El boticario comentaba:
— Han de saber ustedes que, a no ser por mí, el pobre hombre hubiera cometido un funesto atentado contra sí mismo.
— ¡Tan buena persona! ¡Y pensar que apenas el sábado la vi en mi tienda!
— No tuve tiempo —dijo Homais— de preparar unas palabras para decirlas sobre su tumba.
Al volver a casa. Charles se cambió de ropa, y también el tío Rouault volvió a ponerse su camisa azul. Era nueva y como, en el camino se había secado varias veces los ojos con las mangas, habían desteñido sobre su cara, y la huella de las lágrimas trazaba líneas en la capa de polvo que la cubría.
Con ellos estaba madame Bovary madre. Los tres guardaban un completo silencio. Finalmente, el tío Rouault suspiró y dijo:
— Acuérdese, hijo mío, de que yo fui a visitarlo a Tostes cuando acababa de perder a su primera esposa. Entonces yo lo consolaba, encontraba algo que decirle; pero ahora ...
Y con un suspiro tan grande que expandió todo su pecho:
— ¡Ay, para mí ya se acabó todo! ¡Se fue mi mujer ..., después mi hijo ..., y ahora mi hija!

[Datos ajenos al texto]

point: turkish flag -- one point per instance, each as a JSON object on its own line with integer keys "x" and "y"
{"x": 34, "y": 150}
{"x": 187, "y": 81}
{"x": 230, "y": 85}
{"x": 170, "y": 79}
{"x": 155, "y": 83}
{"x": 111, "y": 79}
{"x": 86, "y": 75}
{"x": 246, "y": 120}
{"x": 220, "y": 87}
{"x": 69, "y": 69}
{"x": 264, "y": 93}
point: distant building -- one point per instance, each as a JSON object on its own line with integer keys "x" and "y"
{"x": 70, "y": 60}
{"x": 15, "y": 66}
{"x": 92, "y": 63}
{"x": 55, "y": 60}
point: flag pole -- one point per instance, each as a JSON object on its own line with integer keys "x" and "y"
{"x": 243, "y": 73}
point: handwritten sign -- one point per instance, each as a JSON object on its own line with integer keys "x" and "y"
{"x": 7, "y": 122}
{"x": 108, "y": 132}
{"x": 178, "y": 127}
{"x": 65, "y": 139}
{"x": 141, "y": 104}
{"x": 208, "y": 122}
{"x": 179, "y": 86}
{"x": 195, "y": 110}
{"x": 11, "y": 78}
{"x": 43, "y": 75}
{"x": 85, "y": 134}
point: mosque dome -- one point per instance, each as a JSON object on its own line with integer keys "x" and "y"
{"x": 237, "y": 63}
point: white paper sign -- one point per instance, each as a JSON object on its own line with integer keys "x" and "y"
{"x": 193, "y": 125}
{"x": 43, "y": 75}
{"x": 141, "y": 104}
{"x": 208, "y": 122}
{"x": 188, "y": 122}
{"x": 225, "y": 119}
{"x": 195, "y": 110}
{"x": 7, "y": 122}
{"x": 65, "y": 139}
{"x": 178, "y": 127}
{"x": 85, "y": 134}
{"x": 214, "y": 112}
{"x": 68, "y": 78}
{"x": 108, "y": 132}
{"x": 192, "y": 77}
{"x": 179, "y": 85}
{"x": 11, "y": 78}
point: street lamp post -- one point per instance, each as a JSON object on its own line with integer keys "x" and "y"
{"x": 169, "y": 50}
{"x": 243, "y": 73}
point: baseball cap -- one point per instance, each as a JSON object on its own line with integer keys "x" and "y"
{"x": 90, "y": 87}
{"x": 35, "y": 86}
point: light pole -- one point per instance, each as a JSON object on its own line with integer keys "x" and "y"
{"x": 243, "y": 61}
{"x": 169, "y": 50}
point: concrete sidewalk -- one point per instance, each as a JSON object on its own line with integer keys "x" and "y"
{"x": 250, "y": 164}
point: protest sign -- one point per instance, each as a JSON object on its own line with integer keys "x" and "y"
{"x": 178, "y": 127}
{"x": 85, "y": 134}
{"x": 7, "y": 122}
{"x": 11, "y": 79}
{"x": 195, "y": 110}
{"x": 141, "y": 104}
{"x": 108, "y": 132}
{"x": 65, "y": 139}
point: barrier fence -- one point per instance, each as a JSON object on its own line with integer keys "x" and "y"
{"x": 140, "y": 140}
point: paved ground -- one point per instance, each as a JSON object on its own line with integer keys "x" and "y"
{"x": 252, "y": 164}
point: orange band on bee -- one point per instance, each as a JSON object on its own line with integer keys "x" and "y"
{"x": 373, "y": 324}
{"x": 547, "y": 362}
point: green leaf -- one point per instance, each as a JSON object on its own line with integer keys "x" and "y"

Quiso volverse en seguida a Les Bertraux, diciendo que no podía dormir en aquella casa. Hasta se negó a ver a su nieta.
— ¡No, no!, me daría muchísima pena. Pero dele muchos besos. ¡Adiós ..., es usted un buen muchacho! Y además, nunca olvidaré esto —dijo, golpeándose la pierna ... ¡Usted recibirá siempre su pavo.
Pero, ya en lo alto de la cuesta, miró atrás, como antaño mirara en el camino de Saint-Victor al separarse de ella. Los rayos oblicuos del sol que se ponía en la pradera encendían las ventanas del pueblo. Rouault se puso la mano sobre los ojos y vislumbró el lejano macizo de paredes blancas rodeado de un mar de árboles. Luego siguió su camino, a trote corto, porque la jaca cojeaba.
Aquella noche. Charles y su madre, a pesar del cansancio se quedaron hablando mucho tiempo. Hablaron de los días de antaño y del futuro. La madre vendría a vivir a Yonville, ella llevaría la casa ya no se separaría del hijo. Estuvo animada y cariñosa, íntimamente satisfecha de recuperar un
afecto que se le había escapado durante tantos años. Dieron las doce. El
pueblo, como de costumbre, estaba silencioso, y Charles, despierto, seguía
pensando en ella.
Rodolfo, que para distraerse, había andado todo el día por el bosque, dormía tranquilamente en su palacio; y más lejos, León dormía también.
Pero había otro que en esa noche no dormía.
Sobre la tumba, entre los pinos, un muchacho lloraba arrodillado, jadeante el pecho, roto por los sollozos y por la presión de un pesar inmenso, pero más dulce que la luna, y más insondable que la noche.
De pronto rechinó la verja. Era Lestiboudois; venía a buscar su pala, que había olvidado aquella tarde. Reconoció a Justino escalando el muro, y entonces creyó haber descubierto quién era el sinvergüenza que venía en las noches a robar sus papas.